The dynamic leap in technology and the management of vast amounts of unstructured data in the form of text, video and audio pose challenges. Standard databases are increasingly proving inadequate, prompting a search for innovative solutions. Vector databases are one such group.
The aforementioned vector databases are proving to be a breakthrough in data analysis and processing. They make it possible to store huge collections of information, but also support efficient searches based on similar features. This property contributes to opening the door to advanced search engine recommendation systems. This is not the only advantage, as vector databases are now able to support applications that not long ago seemed unrealistic.

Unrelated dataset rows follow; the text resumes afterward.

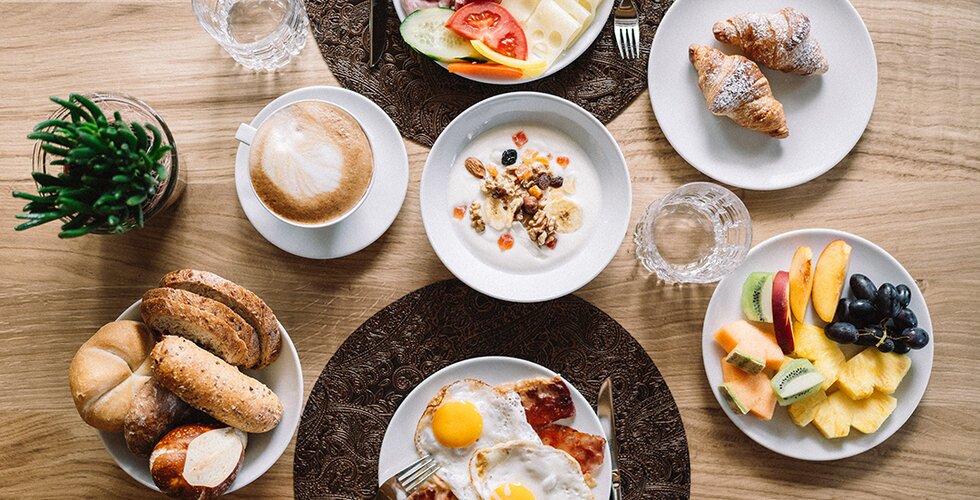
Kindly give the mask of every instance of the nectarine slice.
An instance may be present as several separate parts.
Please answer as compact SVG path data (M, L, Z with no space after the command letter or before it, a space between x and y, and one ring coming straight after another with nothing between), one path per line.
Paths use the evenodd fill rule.
M837 300L844 289L847 265L851 261L851 245L844 240L835 240L827 245L817 259L813 272L813 309L820 319L830 323L837 311Z
M793 254L789 266L789 304L793 316L806 320L806 307L810 305L810 291L813 290L813 250L799 247Z

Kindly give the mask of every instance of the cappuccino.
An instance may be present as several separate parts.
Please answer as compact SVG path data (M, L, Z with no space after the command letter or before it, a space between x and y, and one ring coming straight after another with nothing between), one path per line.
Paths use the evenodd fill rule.
M309 100L276 110L259 126L248 168L255 194L270 211L297 224L323 225L361 202L374 159L353 116Z

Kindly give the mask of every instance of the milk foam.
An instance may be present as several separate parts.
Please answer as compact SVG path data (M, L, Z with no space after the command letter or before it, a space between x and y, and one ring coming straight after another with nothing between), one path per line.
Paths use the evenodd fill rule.
M299 199L331 193L344 175L344 154L322 133L309 130L295 115L283 115L279 128L269 131L262 167L276 186Z

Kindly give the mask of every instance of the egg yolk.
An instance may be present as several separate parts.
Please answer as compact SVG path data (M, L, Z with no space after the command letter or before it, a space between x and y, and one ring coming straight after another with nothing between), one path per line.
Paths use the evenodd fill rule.
M483 432L483 417L473 403L450 401L432 416L432 433L446 448L465 448Z
M493 490L494 500L534 500L531 490L514 483L501 484Z

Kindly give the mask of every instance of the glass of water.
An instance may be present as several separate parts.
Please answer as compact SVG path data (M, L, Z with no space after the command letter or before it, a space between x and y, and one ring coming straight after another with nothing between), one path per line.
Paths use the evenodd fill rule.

That's why this article aims to introduce you to the possibilities of vector databases. You will learn about their advantages and practical applications. You will learn an example of the implementation of a recommendation system, which was created on the basis of Qdrant and AI technology.
Table of Contents:
4. Key applications of vector databases
5. Example of implementation of a recommendation system
8. Creating collections in Qdrant
10. Inserting data into the database
What is a vector database?
A vector database is an example of databases that is responsible for storing data in the form of vectors. Compared to traditional databases that are stored in text or by human-readable numbers, a vector database collects data in a numeric format, such as [0.5, 0.4, -0.2].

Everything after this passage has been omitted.